A lógica utilizada pela agência reguladora até agora reinterpreta as barreiras da Lei do Cabo e dos contratos de concessão do STFC, onde concessionárias de telefonia fixa, suas coligadas, controladas ou controladoras não podem ter concessões de cabo a não ser que exista expresso desinteresse de outros operadores pela área visada pela empresa. Na prática, uma licitação "deserta" (sem ofertas) viabilizaria a entrada das teles nesse mercado. Essa estratégia foi usada pela Oi na compra da operadora de cabo WayTV e aprovada pela Anatel.
Com a intenção da agência de não limitar mais a emissão das licenças e, assim, não realizar mais ofertas públicas, a interpretação que se dá hoje é que haveria um desinteresse presumido em todos os municípios no futuro, simplesmente porque pode-se intuir que, em algum momento, não existiriam mais operadores não ligados às teles interessados na oferta do serviço. Assim, desde já a agência poderia autorizar a entrada das concessionárias de STFC baseada nesse "desinteresse presumido" futuro.

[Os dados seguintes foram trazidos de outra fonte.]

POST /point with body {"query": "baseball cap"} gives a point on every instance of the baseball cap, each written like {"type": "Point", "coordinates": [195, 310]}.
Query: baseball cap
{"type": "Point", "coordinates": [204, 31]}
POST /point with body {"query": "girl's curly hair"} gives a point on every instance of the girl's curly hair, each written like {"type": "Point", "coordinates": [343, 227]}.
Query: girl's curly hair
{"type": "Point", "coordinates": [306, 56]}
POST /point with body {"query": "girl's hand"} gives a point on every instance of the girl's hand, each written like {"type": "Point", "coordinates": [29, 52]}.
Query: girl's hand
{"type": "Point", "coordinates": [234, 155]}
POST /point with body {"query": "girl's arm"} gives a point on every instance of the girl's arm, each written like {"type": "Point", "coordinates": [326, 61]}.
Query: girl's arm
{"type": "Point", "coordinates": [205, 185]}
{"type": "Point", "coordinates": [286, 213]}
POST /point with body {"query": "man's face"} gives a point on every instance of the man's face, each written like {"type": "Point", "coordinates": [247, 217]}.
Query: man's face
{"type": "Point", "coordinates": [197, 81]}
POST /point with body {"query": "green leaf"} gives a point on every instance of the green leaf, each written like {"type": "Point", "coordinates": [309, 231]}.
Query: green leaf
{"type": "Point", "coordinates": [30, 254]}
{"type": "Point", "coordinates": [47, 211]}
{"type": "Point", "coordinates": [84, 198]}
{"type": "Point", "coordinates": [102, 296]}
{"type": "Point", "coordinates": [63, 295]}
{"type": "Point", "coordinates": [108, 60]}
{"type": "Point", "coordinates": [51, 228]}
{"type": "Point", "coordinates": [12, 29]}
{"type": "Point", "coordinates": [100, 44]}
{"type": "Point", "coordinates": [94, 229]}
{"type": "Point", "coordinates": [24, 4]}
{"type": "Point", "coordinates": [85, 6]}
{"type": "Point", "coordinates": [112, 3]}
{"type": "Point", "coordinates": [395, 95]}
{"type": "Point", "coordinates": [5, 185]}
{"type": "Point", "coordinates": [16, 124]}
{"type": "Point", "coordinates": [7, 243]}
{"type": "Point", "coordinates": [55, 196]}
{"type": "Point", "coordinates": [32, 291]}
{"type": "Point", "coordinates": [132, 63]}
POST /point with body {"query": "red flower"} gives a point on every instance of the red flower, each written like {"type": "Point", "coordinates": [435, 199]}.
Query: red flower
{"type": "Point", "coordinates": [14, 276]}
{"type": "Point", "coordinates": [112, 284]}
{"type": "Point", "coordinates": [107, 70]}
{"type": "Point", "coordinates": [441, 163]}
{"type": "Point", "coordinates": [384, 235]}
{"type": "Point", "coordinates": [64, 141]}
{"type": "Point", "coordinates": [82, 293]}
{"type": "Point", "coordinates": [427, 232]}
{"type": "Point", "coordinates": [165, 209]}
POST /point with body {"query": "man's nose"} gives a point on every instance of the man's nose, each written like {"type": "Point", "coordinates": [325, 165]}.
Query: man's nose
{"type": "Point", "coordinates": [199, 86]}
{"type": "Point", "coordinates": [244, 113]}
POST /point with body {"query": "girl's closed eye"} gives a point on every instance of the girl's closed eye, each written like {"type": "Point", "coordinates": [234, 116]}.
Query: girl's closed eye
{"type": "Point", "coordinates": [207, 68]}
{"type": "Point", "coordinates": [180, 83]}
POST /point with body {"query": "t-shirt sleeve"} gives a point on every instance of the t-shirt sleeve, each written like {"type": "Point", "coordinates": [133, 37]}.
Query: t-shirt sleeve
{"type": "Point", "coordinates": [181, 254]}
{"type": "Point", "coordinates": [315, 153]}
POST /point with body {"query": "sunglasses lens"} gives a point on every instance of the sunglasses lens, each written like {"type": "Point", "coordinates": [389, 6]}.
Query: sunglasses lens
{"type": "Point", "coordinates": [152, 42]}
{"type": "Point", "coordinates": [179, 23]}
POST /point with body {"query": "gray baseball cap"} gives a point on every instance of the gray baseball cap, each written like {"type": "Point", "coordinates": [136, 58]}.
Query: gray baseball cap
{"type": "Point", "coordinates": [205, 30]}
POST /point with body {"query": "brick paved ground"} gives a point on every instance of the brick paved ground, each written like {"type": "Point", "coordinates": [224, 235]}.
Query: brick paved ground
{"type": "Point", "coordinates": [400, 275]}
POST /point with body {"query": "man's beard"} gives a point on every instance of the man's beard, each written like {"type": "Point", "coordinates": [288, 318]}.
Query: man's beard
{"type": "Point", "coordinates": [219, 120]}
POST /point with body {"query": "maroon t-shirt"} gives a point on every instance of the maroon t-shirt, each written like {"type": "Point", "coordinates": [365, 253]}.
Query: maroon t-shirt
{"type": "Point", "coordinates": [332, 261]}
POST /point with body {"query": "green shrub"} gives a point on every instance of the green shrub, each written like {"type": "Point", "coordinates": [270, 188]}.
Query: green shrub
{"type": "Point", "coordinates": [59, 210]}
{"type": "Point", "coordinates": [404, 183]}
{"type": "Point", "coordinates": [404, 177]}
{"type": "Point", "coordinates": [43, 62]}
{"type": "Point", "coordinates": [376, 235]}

Sem posição sobre as teles
Uma nota técnica produzida pela agência reguladora para responder inicialmente aos questionamentos da CGU deixa mais incógnitas no ar do que esclarecimentos propriamente ditos. No caso da pergunta sobre a intenção de autorizar as teles a operar no mercado de cabo, a Anatel simplesmente informa que ainda não analisou o assunto. "Uma vez que ainda não existe solicitação por parte das concessionárias do STFC local, a obtenção de entendimento quanto à aplicabilidade da cláusula 14.1 dos atuais contratos de concessão será tratada no decurso de processo de outorga motivado por concessionária do STFC, de forma abrangente, e considerará toda a regulamentação pertinente ao setor e impactos concorrenciais porventura existentes", declara a agência reguladora. A cláusula citada bloqueia, nos contratos do STFC, a operação de cabo pelas concessionárias de telefonia.
Sem barreiras
A equipe técnica da Anatel disse não existir outras barreiras além das regulatórias à entrada de novos operadores de cabo no mercado. Com relação à discrepância entre o parecer técnico produzido sobre o ato de concentração entre NET Sul e Antenas Comunitárias e a análise do conselheiro João Rezende que gerou a medida cautelar, a agência informou que a barreiras citadas na primeira análise faziam referência "a uma questão localizada e não podem ser estendidas a todas às demais localidades brasileiras indistintamente". O caso NET/Antenas resultou na cautelar em âmbito nacional. A avaliação técnica apontava os altos custos de implementação de rede como um elemento influenciador da baixa concorrência no mercado analisado. Essa tese foi rejeitada por Rezende em seu voto divulgado publicamente.
Solicitação de estudos
Com relação aos aspectos de custo operacional e de implantação de infraestrutura para a prestação do serviço de TV a cabo, a CGU solicitou à agência a apresentação de estudos que esclareça os perfis locais desse mercado. A Anatel encaminhou levantamento produzido pela Superintendência de Serviços de Comunicação de Massa (SCM) sobre o tema e também frisou a existência de medidas de fomento à competição não apenas no segmento de TV por assinatura, mas também na venda de serviços convergentes no país no Plano Geral de Atualização da Regulamentação (PGR) e no Plano Geral de Metas de Competição (PGMC), este último em fase de elaboração.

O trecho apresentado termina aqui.